QA Contact: cornel.ionce
Mozilla/5.0 (Windows NT 6.1; WOW64; rv:35.0) Gecko/20100101 Firefox/35.0 Reproduced the issue on Firefox 35 beta2, build ID: 20141208150535. Confirming that "Allow pages to choose their own colors" option now works in High Contrast Themes using latest Nightly, build ID: 20141210030207. Mozilla/5.0 (Windows NT 6.1; WOW64; rv:37.0) Gecko/20100101 Firefox/37.0
Status: RESOLVED → VERIFIED
Any chance of uplifting this to Aurora or Beta? It came up on SuMo again today: https://support.mozilla.org/questions/1038798
(In reply to Jefferson from comment #44) > Any chance of uplifting this to Aurora or Beta? It came up on SuMo again > today: https://support.mozilla.org/questions/1038798 Unfortunately not, because we added new strings, so that isn't upliftable. Note that this is by no means a recent change, so I'm not sure why there is suddenly a flood of requests regarding this. :-) Philip, you asked to change strings here on m.d.platform. Did you ever file a bug with a concrete proposal? If we want to do something here, we should do it before this branches.
Flags: needinfo?(philip.chee)
Blocks: 1118032
(In reply to Gijs Kruitbosch from comment #46) > Philip, you asked to change strings here on m.d.platform. Did you ever file > a bug with a concrete proposal? If we want to do something here, we should > do it before this branches. Sorry I didn't file a bug. Will do now => Bug 1118032
Flags: needinfo?(philip.chee)
Summary: "Allow pages to choose their own colors" does not work with high contrast windows 7 themes → "Allow pages to choose their own colors" does not work with high contrast windows themes
Gijs Kruitbosch, thank you for all of your efforts in resolving this issue. When will this fix be implemented? I am waiting for the implementation of this fix before I update my version of Firefox (v31.0) to the current version. Again, thank you for all of your efforts.
(In reply to Greg from comment #48) > Gijs Kruitbosch, thank you for all of your efforts in resolving this issue. > > When will this fix be implemented? I am waiting for the implementation of > this fix before I update my version of Firefox (v31.0) to the current > version. > > Again, thank you for all of your efforts. Firefox 37, which is going to be in beta at the end of this week, and will be released (all being well) on March 31st.
Thanks again, Gijs, for fixing this.

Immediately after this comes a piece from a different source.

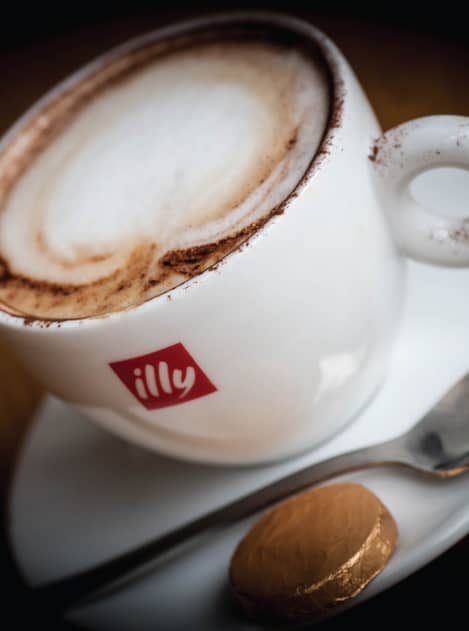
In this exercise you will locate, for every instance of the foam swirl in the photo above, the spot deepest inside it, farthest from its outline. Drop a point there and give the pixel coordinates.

I just installed v37 today, and it works like a charm! It's great to be back, using the most current version of Firefox!
This is impacting add-ons and I forgot to set the addon-compat flag. :-(
Keywords: addon-compat
Note that implementation of this RFE breaks the Colors checkbox of the Prefbar extension. The author of that extension describes the Colors checkbox as "Perhaps the most useful checkbox of them all".
I'll notify the developer. The other add-ons I see using this pref have already been updated. I'll also update the blog post to include this.